One day, Bernie pulled me aside and said, “Brian, if you’re going to be a writer…” I interrupted him to explain that I did not want to be a writer—that I intended to attend art school. In my memory, he responded by sputtering like an old truck engine struggling to start. I did attend art school and from there went on to explore a slew of creative disciplines. Over the years I’ve self-identified as an illustrator, graphic designer, artist, curator, poet, type designer, and lately—to Bernie’s delight—I’ve circled back to writing. It’s not surprising to me that graphic design has been my common denominator—holding my attention throughout it all. When your livelihood is tethered to a practice it leaves little room for your interest in it to wane. The survival instinct is a potent cure for creative block and burnout. The other disciplines listed above have all been moonlight enterprises, allowing me the freedom to wander in and out of them. Sometimes I wonder if winning the lottery would prompt me to wander away from graphic design as well.

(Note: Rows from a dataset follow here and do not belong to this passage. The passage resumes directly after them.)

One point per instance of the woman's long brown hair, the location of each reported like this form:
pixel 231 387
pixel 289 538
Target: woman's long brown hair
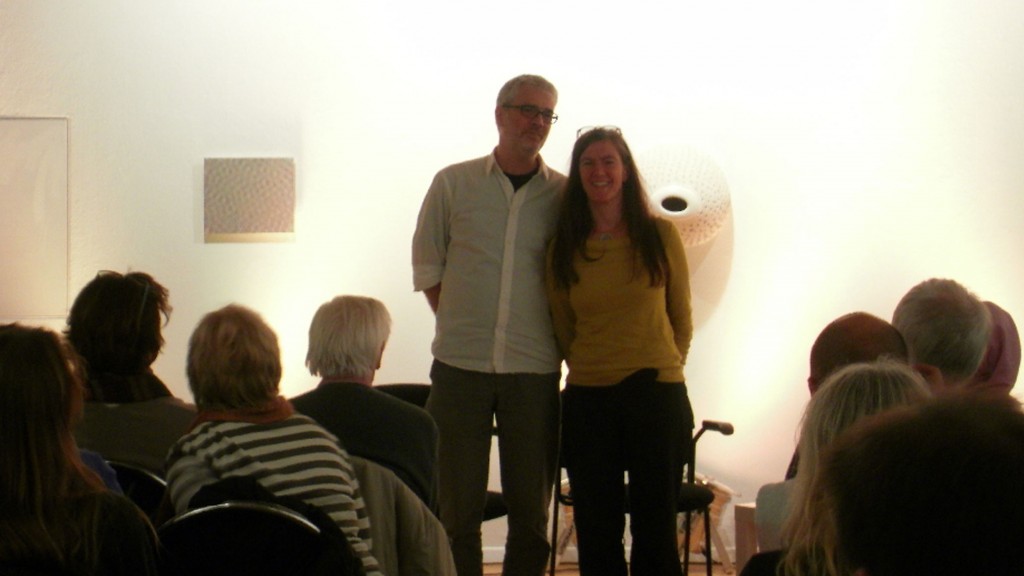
pixel 576 221
pixel 49 501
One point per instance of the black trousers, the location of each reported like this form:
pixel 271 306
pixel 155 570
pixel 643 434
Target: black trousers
pixel 640 427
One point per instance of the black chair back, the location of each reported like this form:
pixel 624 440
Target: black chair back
pixel 143 487
pixel 240 537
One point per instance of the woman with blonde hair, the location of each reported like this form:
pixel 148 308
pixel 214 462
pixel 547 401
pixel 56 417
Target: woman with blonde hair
pixel 55 515
pixel 245 428
pixel 845 398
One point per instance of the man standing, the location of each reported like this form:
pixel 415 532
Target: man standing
pixel 478 255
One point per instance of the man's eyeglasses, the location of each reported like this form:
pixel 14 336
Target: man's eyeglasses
pixel 586 129
pixel 531 112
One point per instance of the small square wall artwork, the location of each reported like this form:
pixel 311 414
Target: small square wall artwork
pixel 249 200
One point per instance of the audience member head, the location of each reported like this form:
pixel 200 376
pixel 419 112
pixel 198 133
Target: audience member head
pixel 946 329
pixel 934 489
pixel 850 338
pixel 233 361
pixel 44 487
pixel 347 337
pixel 846 397
pixel 116 320
pixel 1001 363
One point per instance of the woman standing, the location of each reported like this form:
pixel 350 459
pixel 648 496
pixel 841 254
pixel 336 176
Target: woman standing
pixel 55 515
pixel 620 296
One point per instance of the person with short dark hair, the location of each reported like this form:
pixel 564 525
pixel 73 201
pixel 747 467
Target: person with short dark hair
pixel 55 515
pixel 246 428
pixel 935 489
pixel 130 415
pixel 853 337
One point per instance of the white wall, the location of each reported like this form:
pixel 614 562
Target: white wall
pixel 867 147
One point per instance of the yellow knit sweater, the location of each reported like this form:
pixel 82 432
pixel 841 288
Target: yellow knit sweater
pixel 613 323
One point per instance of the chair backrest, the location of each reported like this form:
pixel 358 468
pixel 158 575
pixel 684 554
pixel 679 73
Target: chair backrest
pixel 240 537
pixel 414 394
pixel 418 395
pixel 143 487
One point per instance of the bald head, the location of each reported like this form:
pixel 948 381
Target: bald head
pixel 851 338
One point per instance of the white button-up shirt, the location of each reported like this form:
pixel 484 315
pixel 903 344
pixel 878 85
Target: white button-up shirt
pixel 485 244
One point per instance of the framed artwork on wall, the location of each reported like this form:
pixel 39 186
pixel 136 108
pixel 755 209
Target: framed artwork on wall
pixel 249 200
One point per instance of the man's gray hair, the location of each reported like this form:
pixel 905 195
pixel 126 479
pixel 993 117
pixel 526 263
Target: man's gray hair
pixel 944 326
pixel 346 337
pixel 511 88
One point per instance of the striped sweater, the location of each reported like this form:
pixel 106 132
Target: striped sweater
pixel 291 457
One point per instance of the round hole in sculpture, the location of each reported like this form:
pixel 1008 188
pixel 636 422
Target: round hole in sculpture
pixel 674 204
pixel 687 188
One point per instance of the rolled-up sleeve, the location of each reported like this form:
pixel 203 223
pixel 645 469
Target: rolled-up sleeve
pixel 431 238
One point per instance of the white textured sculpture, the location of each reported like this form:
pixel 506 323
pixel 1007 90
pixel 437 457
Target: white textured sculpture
pixel 686 187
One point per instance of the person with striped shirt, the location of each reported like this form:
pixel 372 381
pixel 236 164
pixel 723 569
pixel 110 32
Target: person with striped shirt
pixel 246 428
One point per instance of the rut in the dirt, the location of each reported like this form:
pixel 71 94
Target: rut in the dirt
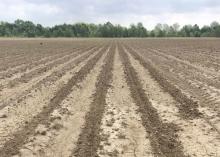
pixel 12 146
pixel 51 78
pixel 188 108
pixel 163 137
pixel 89 138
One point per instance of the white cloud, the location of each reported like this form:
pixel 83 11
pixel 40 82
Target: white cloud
pixel 51 12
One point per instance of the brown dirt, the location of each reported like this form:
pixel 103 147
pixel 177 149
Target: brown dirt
pixel 163 136
pixel 89 138
pixel 12 146
pixel 145 97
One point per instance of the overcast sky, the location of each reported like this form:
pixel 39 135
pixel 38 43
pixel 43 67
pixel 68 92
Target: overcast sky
pixel 124 12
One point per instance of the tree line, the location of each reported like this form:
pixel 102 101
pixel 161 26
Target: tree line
pixel 21 28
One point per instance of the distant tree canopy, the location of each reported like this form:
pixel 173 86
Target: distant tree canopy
pixel 22 28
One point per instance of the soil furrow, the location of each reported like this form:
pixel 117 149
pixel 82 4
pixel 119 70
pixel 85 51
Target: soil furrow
pixel 16 72
pixel 122 131
pixel 12 146
pixel 66 122
pixel 30 105
pixel 188 108
pixel 89 138
pixel 163 136
pixel 197 136
pixel 18 94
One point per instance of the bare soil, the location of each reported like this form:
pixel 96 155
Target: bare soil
pixel 109 97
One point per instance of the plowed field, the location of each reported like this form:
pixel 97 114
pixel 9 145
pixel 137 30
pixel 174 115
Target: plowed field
pixel 109 97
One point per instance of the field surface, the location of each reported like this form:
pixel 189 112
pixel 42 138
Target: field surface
pixel 109 97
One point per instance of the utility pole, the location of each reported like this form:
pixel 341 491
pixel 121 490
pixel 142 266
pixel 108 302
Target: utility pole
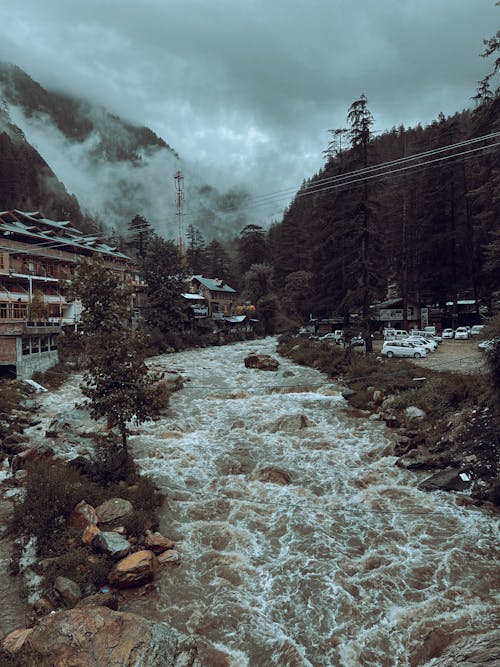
pixel 179 188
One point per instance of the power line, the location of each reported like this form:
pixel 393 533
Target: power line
pixel 365 174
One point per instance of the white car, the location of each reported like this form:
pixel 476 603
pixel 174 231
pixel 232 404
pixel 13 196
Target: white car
pixel 402 348
pixel 462 333
pixel 428 343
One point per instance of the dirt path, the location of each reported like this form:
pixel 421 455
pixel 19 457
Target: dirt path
pixel 458 356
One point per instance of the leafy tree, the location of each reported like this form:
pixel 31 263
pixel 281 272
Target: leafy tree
pixel 258 281
pixel 116 383
pixel 165 278
pixel 140 233
pixel 195 251
pixel 252 247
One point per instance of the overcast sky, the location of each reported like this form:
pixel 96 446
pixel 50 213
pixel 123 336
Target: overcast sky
pixel 247 89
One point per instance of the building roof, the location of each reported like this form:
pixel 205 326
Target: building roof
pixel 55 235
pixel 214 284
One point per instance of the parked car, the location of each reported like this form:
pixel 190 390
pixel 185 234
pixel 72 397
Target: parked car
pixel 429 345
pixel 462 333
pixel 402 348
pixel 489 345
pixel 335 336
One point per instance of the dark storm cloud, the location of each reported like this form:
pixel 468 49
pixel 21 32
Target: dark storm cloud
pixel 247 89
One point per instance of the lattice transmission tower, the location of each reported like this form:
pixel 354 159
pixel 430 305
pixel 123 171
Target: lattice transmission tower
pixel 179 189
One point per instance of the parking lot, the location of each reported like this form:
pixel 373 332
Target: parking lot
pixel 459 356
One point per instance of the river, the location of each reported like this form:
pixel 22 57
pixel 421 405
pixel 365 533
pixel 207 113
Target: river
pixel 349 564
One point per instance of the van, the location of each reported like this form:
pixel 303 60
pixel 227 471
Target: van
pixel 395 334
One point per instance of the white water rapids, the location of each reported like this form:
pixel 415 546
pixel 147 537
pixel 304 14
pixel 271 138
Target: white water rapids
pixel 349 564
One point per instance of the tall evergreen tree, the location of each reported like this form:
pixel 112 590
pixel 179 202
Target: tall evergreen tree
pixel 116 384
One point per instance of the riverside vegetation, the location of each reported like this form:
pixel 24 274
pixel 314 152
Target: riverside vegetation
pixel 446 423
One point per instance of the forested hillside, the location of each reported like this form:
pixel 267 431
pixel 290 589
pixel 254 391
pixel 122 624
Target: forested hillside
pixel 430 225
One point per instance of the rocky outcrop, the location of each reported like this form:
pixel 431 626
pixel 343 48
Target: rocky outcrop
pixel 263 362
pixel 67 590
pixel 97 636
pixel 134 570
pixel 273 475
pixel 158 543
pixel 111 543
pixel 479 651
pixel 113 511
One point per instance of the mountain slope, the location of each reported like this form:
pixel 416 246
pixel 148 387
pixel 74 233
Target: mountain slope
pixel 113 169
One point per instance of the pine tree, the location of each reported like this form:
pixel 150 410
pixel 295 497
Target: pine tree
pixel 117 384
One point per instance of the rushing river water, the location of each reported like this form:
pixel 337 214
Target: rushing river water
pixel 349 564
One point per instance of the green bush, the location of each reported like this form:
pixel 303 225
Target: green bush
pixel 53 377
pixel 81 565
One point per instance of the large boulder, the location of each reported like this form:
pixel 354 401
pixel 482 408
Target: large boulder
pixel 477 651
pixel 67 590
pixel 83 515
pixel 113 511
pixel 134 570
pixel 263 362
pixel 158 543
pixel 97 636
pixel 111 543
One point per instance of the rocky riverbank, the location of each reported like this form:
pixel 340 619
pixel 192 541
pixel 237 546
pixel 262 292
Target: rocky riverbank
pixel 443 423
pixel 95 557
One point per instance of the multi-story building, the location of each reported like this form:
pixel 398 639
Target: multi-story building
pixel 38 256
pixel 210 297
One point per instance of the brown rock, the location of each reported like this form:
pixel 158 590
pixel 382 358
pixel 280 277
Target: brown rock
pixel 263 362
pixel 134 570
pixel 67 590
pixel 14 641
pixel 114 510
pixel 90 533
pixel 158 543
pixel 109 600
pixel 274 475
pixel 83 515
pixel 100 637
pixel 169 558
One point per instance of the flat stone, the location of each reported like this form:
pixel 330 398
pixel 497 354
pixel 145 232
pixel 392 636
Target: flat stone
pixel 114 510
pixel 134 570
pixel 113 544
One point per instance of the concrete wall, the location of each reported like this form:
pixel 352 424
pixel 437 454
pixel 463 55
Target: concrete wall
pixel 32 363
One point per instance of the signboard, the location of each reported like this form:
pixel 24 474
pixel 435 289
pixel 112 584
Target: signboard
pixel 199 311
pixel 389 314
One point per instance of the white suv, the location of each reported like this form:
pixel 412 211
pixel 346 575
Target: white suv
pixel 402 348
pixel 462 333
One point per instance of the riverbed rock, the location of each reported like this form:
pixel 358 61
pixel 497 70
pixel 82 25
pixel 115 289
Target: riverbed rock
pixel 134 570
pixel 169 558
pixel 83 515
pixel 67 590
pixel 114 511
pixel 158 543
pixel 111 543
pixel 287 423
pixel 477 651
pixel 263 362
pixel 97 636
pixel 446 480
pixel 90 533
pixel 14 641
pixel 414 413
pixel 273 475
pixel 108 599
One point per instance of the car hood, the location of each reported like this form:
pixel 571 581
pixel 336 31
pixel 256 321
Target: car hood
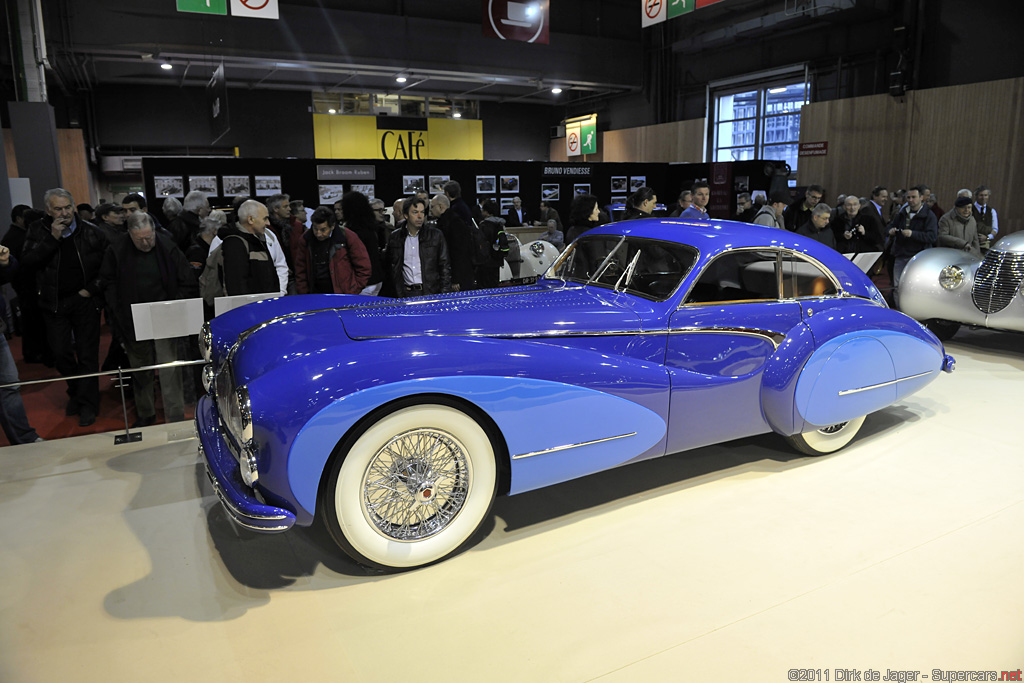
pixel 521 311
pixel 302 326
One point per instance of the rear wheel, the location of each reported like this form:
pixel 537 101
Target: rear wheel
pixel 826 439
pixel 944 330
pixel 413 488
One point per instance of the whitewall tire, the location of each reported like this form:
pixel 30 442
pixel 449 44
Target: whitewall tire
pixel 413 488
pixel 826 439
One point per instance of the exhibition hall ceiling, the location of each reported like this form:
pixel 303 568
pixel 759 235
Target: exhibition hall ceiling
pixel 439 48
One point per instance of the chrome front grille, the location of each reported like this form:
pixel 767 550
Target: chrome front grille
pixel 997 280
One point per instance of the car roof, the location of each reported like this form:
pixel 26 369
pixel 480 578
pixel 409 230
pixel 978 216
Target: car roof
pixel 713 237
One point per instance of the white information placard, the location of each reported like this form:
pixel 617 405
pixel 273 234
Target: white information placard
pixel 166 319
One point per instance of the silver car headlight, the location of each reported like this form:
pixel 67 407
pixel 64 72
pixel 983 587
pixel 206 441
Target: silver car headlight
pixel 951 276
pixel 206 342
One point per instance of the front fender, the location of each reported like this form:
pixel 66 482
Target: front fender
pixel 922 297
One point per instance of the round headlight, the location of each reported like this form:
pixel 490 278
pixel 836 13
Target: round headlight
pixel 245 414
pixel 205 342
pixel 951 276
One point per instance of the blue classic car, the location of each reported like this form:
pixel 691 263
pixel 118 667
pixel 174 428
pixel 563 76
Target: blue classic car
pixel 398 421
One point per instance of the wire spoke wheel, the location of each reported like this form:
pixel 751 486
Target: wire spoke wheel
pixel 413 488
pixel 416 485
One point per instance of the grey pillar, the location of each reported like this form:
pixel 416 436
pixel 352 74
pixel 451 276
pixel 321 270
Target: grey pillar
pixel 5 203
pixel 35 133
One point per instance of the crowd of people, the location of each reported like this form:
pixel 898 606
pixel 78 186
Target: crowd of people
pixel 71 265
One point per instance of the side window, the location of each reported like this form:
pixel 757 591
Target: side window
pixel 740 275
pixel 803 279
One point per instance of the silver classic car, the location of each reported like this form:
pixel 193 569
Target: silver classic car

I imagine the doctor who diagnosed me with attention deficit disorder as a child might say that the way I’ve wandered through my creative interests as an adult is the result of a short attention span. He might even try to medicate me again. But following the things that grab our attention is what curiosity looks like. Creativity is about asking questions with our actions and our best questions tend to come from allowing ourselves to wander. Both zoning out and zoning in are forms of cognitive exploration that can lead to increased self-knowledge. Paradoxically, both states of mind also involve an absence of awareness. Zoning in, we can forget our surroundings; zoning out, we can forget ourselves. When I finish making something, I often feel as though I’ll never be able to do it again, like I’ve forgotten the creative part of my identity. For example, it feels to me right now as though this could be the last essay I will ever write. We must allow ourselves to wonder this way. It opens us up to wandering. Wandering from creative disciplines that I know and love is scary, but allowing a natural selection of ideas and interests to play out ruthlessly in my heart is how I got here. Asking ourselves if we’re done doesn’t mean that we are. Merely imagining distance is enough to provide perspective. It gives us space to look back and choose what we might have left again—to see it with new eyes and return filled with the hope that it will hold our attention for a while longer.